The British Medical Association says consultants should charge at least £215 an hour for overtime outside Monday to Friday between 7am and 7pm.  This means they will benefit from record NHS waiting lists, which have risen to 7.75 million as a result of the Covid-19 pandemic and strikes.  Pictured: NHS consultants on picket line outside Leeds General Infirmary in July 2023

The British Medical Association says consultants should charge at least £215 an hour for overtime outside Monday to Friday between 7am and 7pm. This means they will benefit from record NHS waiting lists, which have risen to 7.75 million as a result of the Covid-19 pandemic and strikes. Pictured: NHS consultants on picket line outside Leeds General Infirmary in July 2023

England's ever-growing backlog stood at 7.75 million in August - the equivalent of one in seven people.  This includes nearly 400,000 people who have been stuck in the system for over a year and are often in pain

England’s ever-growing backlog stood at 7.75 million in August – the equivalent of one in seven people. This includes nearly 400,000 people who have been stuck in the system for over a year and are often in pain

Official data shows 1,141,089 appointments have been postponed since the NHS industrial action began in December, involving staff including doctors, nurses, physiotherapists and paramedics

Official data shows 1,141,089 appointments have been postponed since the NHS industrial action began in December, involving staff including doctors, nurses, physiotherapists and paramedics

In a survey published today by pollster Find Out Now, 57 per cent of existing NHS staff with relevant jobs to clear waiting lists said they would be willing to work overtime at their current rate.

With a salary increase, the number rose to 87 percent.

A Labor spokesman rejected doctors’ plans for a new national overtime rate, which could lead to a row with the BMA.

He said: “That is completely wrong. “We will not negotiate a national overtime rate that is in line with the BMA’s tariff schedule.

“Where hospitals already provide weekend work, staff want to complete shifts at the regular overtime rate so they didn’t have to pay the BMA rate.”

What do the latest NHS performance figures show?

The overall waiting list grew by more than 65,000 to 7.75 million in August. This is up from 7.68 million in July.

There were 265 people I’ve been waiting more than two years Start treatment at the end of August, up from 277 in July.

The number of people wait more than a year At the start of hospital treatment, the number was 396,643, compared to 389,952 in the previous month.

33,107 people had to wait more than 12 hours in emergency departments in England in September. The number is up from 28,859 in August.

A total of 125,829 people Waited at least four hours since the approval decision in September, up from 120,120 in August.

Only 71.6 percent of patients were affected seen within four hours last month on A&Es.

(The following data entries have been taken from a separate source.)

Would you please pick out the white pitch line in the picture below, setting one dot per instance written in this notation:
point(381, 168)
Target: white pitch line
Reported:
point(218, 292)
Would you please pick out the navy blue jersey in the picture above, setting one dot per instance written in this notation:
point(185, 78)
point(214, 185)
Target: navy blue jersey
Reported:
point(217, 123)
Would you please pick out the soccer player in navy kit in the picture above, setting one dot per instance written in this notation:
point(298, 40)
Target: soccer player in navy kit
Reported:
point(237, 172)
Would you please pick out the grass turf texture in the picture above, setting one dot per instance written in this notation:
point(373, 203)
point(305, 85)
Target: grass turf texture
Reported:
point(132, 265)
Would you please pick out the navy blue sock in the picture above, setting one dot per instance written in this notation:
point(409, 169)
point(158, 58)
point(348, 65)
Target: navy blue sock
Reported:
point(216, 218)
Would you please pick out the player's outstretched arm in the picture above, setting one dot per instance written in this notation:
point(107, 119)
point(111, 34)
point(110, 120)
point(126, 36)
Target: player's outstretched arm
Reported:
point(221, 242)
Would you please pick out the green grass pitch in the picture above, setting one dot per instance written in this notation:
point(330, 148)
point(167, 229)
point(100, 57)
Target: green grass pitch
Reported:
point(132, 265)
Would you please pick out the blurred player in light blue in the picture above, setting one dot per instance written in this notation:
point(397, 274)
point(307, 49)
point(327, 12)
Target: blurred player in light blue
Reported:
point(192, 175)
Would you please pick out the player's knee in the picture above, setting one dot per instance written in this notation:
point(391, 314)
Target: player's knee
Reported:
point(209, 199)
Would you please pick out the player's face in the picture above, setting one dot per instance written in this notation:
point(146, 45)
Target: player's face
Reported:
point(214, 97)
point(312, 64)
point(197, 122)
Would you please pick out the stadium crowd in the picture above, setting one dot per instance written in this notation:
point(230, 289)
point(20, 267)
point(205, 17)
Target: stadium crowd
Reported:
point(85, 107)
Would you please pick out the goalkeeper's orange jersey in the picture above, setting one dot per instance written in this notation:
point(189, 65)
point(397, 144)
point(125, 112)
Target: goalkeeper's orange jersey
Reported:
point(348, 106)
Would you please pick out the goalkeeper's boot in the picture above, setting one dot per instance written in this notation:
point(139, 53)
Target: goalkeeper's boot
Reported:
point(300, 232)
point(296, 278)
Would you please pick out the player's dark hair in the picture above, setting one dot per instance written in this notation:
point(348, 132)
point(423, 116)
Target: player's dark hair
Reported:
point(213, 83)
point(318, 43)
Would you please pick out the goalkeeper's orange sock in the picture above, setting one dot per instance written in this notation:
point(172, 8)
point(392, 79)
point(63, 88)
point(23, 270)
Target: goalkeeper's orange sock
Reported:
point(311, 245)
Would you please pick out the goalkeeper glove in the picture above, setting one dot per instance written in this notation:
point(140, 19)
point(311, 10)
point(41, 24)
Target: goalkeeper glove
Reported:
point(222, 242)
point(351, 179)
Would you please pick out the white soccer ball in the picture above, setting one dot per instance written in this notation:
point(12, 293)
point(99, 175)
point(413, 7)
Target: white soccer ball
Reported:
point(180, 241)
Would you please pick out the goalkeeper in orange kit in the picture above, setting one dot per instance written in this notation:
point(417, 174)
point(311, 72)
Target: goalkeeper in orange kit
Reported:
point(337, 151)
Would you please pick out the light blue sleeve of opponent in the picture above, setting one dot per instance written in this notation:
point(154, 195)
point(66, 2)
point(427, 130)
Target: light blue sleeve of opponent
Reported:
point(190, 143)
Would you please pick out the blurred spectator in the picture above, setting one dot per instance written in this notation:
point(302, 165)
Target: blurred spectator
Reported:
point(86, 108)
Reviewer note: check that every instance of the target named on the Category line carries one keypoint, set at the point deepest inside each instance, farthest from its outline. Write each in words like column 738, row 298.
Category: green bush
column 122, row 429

NHS standards state that 95 per cent should be admitted, transferred or discharged within the four-hour window.

In September the average Category one response time – Calls from people with life-threatening illnesses or injuries – was 8 minutes and 31 seconds. The target time is seven minutes.

The ambulance response took an average of 37 minutes and 38 seconds Calls of the second category, such as burns, epilepsy and strokes. This is almost twice as long as the 18 minute goal.

Response times for Category three calls – such as B. Late stages of labor, minor burns and diabetes – an average of 2 hours, 15 minutes and 59 seconds. Nine out of ten ambulances are expected to arrive within two hours for these operations.